Storm Encounter makes disaster real

Nearly 80 people toured the Storm Encounter exhibit at the Mennonite Brethren Church in Shafter last week. According to Deanna Thompson, a member of the Mennonite Brethren Church and a volunteer for the Mennonite Disaster Service, said that she and her husband, Corwin, had the trailer for a couple of weeks, taking the exhibit to different areas of Kern County. "We had a great time meeting a lot of new people and sharing this experience with them."

The Storm Encounter trailer is a multimedia theater that gives a group of eight people at a time, an experience that mimics a natural disaster. The chairs in the trailer rumble and shake, as well as a dip in the temperature in the room, as well as mists of "rain" as the windows are shattered on screen when the tornado hits the structure.

It was a moving and touching presentation, as the viewer can see the aftermath of a tornado, and what devastation it causes. "You really can't imagine what people go through to lose everything. From their home, their belongings, a lot of times their sense of peace."

Mennonite Disaster Service works to bring back that peace, and help them rebuild their communities, one home and one day at a time.

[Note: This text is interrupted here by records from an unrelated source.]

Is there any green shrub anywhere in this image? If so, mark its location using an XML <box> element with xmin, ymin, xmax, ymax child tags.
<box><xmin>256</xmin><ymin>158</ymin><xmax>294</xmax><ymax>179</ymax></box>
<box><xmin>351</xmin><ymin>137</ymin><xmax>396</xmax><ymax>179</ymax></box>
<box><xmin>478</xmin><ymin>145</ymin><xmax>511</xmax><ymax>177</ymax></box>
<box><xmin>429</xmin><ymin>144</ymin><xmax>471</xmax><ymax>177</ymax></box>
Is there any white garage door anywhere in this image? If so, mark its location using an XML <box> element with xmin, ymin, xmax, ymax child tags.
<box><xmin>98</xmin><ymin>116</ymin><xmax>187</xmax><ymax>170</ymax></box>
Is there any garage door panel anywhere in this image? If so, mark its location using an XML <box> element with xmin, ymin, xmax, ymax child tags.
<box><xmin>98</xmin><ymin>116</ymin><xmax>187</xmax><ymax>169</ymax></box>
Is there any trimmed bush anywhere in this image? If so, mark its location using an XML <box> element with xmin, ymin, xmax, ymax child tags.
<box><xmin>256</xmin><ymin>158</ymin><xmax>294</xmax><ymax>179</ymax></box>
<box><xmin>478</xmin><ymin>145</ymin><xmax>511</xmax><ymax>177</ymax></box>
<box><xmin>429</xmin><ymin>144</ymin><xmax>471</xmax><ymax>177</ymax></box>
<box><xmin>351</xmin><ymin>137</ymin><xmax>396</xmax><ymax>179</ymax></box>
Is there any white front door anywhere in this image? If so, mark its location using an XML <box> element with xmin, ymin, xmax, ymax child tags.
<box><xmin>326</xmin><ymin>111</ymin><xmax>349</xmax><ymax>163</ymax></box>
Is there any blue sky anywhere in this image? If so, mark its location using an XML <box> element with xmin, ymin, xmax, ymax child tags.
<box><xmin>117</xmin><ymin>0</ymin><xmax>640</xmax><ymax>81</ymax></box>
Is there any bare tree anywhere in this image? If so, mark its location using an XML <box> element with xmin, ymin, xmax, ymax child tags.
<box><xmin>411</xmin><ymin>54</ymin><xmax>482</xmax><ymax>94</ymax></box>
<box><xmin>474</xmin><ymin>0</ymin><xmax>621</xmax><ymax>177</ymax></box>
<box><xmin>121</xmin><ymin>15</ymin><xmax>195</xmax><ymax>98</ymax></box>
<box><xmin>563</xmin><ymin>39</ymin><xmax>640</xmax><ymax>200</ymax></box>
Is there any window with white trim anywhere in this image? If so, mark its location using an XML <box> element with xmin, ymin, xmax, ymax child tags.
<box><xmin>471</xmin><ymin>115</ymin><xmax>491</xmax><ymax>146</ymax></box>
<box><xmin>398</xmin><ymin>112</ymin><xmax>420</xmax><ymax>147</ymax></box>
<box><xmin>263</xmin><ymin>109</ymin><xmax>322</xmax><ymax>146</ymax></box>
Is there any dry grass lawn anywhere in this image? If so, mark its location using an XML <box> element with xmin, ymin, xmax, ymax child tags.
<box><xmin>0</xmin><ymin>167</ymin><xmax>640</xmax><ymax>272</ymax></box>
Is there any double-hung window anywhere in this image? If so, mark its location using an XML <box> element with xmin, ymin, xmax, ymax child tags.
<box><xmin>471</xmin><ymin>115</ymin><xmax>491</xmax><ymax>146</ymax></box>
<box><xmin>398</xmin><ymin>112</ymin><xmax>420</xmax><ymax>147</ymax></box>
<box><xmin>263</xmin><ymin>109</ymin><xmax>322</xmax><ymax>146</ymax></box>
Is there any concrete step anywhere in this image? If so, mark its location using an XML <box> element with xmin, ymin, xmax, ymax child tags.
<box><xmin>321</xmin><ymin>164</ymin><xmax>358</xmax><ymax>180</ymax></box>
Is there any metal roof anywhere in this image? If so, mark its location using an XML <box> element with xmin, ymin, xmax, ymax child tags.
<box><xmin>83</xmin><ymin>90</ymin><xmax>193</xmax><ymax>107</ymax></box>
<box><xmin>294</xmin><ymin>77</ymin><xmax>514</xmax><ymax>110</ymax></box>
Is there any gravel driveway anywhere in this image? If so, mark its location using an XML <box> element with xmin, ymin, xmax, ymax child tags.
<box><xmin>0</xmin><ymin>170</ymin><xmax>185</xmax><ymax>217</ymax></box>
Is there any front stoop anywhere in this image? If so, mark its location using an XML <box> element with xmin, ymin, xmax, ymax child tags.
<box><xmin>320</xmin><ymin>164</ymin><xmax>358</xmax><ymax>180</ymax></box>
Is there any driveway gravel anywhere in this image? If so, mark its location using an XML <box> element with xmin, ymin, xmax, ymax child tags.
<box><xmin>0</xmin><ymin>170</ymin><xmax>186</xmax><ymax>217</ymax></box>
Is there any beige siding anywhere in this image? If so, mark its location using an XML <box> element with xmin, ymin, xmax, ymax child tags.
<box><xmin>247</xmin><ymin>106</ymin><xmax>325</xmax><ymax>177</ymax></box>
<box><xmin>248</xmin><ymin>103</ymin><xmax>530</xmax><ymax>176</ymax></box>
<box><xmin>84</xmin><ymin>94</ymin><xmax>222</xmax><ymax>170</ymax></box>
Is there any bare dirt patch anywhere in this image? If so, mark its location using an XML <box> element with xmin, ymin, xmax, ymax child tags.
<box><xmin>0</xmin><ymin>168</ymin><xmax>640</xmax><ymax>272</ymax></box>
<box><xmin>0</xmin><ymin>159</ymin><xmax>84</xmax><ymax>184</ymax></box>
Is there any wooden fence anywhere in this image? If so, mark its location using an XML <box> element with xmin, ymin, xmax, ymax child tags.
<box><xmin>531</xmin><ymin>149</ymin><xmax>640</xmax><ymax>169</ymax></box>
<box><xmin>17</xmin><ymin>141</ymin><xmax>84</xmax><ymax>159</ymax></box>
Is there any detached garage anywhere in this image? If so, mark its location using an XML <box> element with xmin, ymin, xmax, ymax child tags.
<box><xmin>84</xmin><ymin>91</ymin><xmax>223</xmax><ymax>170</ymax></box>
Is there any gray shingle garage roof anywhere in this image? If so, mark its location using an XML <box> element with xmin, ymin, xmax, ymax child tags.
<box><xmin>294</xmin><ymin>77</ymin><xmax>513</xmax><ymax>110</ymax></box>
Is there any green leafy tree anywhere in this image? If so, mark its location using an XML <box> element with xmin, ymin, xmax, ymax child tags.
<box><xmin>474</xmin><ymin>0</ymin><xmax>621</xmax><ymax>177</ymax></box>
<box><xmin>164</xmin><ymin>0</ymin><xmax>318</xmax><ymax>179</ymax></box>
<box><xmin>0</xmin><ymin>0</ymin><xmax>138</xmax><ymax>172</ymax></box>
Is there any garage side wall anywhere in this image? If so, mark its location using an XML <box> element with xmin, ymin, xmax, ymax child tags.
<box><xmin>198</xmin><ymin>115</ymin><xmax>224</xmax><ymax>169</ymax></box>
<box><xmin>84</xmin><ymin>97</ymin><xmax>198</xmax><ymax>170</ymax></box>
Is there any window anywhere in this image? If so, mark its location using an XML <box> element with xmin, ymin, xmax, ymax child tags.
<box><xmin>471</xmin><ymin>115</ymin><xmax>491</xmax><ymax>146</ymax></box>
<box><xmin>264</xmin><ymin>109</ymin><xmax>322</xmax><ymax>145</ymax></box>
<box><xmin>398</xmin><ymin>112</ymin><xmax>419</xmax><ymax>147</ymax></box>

The MDS went to Lake Isabella when they had a series of wildfires that caused severe damage to homes and terrain throughout the area. Workers were there helping the homeowners with labor to help rebuild. Roger Riley, project manager of the Kingsburg MDS, said that the homeowners do not have to pay a penny out of pocket for rebuilding that is done. "Donations are made and materials are donated, as well as if the homeowner happens to have any insurance that might pay for some of it, the project is done by a community effort."

MDS provides the labor for the projects. They welcome anyone who would like to make a difference in someone's life, who may have experienced a devastating loss. Thompson said, "No experience is needed. They will teach you whatever needs to be done. They have wonderful leaders that are experienced and show you what to do."

Thompson and her husband are on their way to Idaho this week, going for a couple of weeks to help at a site in that area. "I will be cooking in the kitchen and my husband will be helping direct the workers on what to do and how to do it."

"It has been such a life-changing experience for us," added Thompson.